Appellants’ essential complaint is that the trial court erred in granting summary judgment for CorVel because Appellants were not required to exhaust any administrative remedies before asserting their causes of action in the trial court. CorVel, on the other hand, insists that regardless of the language in which these claims are cast, Appellants’ claims arise from the loss of compensation benefits incurred when Utica refused to pay for Dr. Morris’s pain management services. Therefore, CorVel contends Appellants’ claims are governed by the Act. Thus, CorVel argues that Appellants’ admitted failure to pursue and exhaust the administrative remedies mandated by the Act constitutes a fatal impediment to the trial court’s jurisdiction.

The Act vests the power to award compensation benefits solely in the Workers’ Compensation Commission, subject to judicial review. TEX. LAB.CODE ANN. § 408.001(a) (Vernon 1996).

Health care providers may also find relief within the provisions of the Act, and must present workers’ compensation claims to the Commission before trial court jurisdiction may attach. See Section 413.031 of the Act provides in part that:

*3 (a) A party, including a health care provider, is entitled to a review of a medical service provided or for which authorization of payment is sought if a health care provider is:

(1) denied payment or paid a reduced amount for the medical service rendered; [or]

(2) denied authorization for the payment for the service requested or performed if authorization is required by the medical policies of the commission[.]

Act of May 12, 1993, 73d Leg., R.S., ch. 269, § 1, TEX. LAB.CODE ANN. § 413.031(a) (Vernon Supp.2003)).

Commission Rule 133.305 details the requirements of a proper request for medical dispute resolution under the Act. TEX. LAB.CODE ANN. § 413.031(k) (Vernon Supp.2003)).

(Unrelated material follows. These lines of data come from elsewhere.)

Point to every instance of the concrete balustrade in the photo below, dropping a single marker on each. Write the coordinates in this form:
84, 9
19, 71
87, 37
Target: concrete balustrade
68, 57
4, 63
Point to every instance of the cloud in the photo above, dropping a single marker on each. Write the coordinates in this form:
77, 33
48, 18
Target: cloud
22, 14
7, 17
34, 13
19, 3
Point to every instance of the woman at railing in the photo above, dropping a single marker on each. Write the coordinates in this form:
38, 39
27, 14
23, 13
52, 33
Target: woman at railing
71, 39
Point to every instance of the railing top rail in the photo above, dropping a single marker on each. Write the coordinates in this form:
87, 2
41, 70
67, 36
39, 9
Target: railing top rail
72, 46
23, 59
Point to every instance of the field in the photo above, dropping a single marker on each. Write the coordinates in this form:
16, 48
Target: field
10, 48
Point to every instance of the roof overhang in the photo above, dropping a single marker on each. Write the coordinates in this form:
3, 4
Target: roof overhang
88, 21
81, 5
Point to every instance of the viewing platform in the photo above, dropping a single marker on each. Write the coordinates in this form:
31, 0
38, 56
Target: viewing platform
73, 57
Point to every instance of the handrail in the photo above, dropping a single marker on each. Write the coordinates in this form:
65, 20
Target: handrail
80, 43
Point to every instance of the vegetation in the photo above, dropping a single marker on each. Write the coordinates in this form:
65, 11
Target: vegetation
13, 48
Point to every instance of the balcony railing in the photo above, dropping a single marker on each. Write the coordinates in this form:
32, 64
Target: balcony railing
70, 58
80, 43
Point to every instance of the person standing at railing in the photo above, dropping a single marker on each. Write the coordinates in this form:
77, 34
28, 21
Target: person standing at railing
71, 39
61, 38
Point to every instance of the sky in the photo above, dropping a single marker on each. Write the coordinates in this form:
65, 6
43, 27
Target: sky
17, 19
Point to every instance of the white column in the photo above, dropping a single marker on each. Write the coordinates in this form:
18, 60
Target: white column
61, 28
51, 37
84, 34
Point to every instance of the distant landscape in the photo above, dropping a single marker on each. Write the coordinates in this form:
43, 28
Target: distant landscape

Having reviewed the Act and authorities presented by Appellants and CorVel, we hold that Appellants’ claims fall within the purview of the Act and that Appellants were entitled to seek medical dispute resolution as outlined in Fodge, 63 S.W.3d at 804. Appellants concede that they did not appeal Utica’s denial of payment for the pain management services or otherwise present their claims to the Commission for review in the manner prescribed by the Act. Because Appellants failed to comply with the statutory scheme available to them and exhaust their administrative remedies, Appellants are not entitled to judicial review of their claims.

If a claim is not within a court’s jurisdiction, and the impediment to jurisdiction cannot be removed, then it must be dismissed. Id. at 805. CorVel asserts that the time for presentation of Appellants’ grievances to the Commission has passed, and that this impediment to jurisdiction cannot be removed. Under the express provisions of the Act and corresponding Commission Rules, the time within which Appellants could have sought relief under the Act expired on April 12, 2000, one year after the last date of medical service for which payment is disputed. Because Appellants concede that no relief was sought until the filing of this lawsuit on November 1, 2000, the trial court could not have abated their claims for presentation to the Commission. For these reasons, we hold that the trial court lacked subject matter jurisdiction over Appellants’ claims and properly granted CorVel’s motion for summary judgment on that basis. Appellants’ issues are overruled.


*4 Having overruled both of Appellants’ issues, we affirm the trial court’s judgment of dismissal.



See TEX.R.APP. P. 47.4.


The record indicates that from December 14, 1998 through March 19, 1999, CorVel sent four such letters preauthorizing the requested pain management sessions.


The clerk’s record index states that the original petition was filed on November 1, 2002, which appears to be a typographical error, as CorVel’s original answer was filed December 26, 2000, and the notice of appeal to this court was filed August 27, 2002.


Bone and Dr. Morris have appealed the grant of Utica’s motion for summary judgment to this court in a separate action, number 2-02-00209-CV.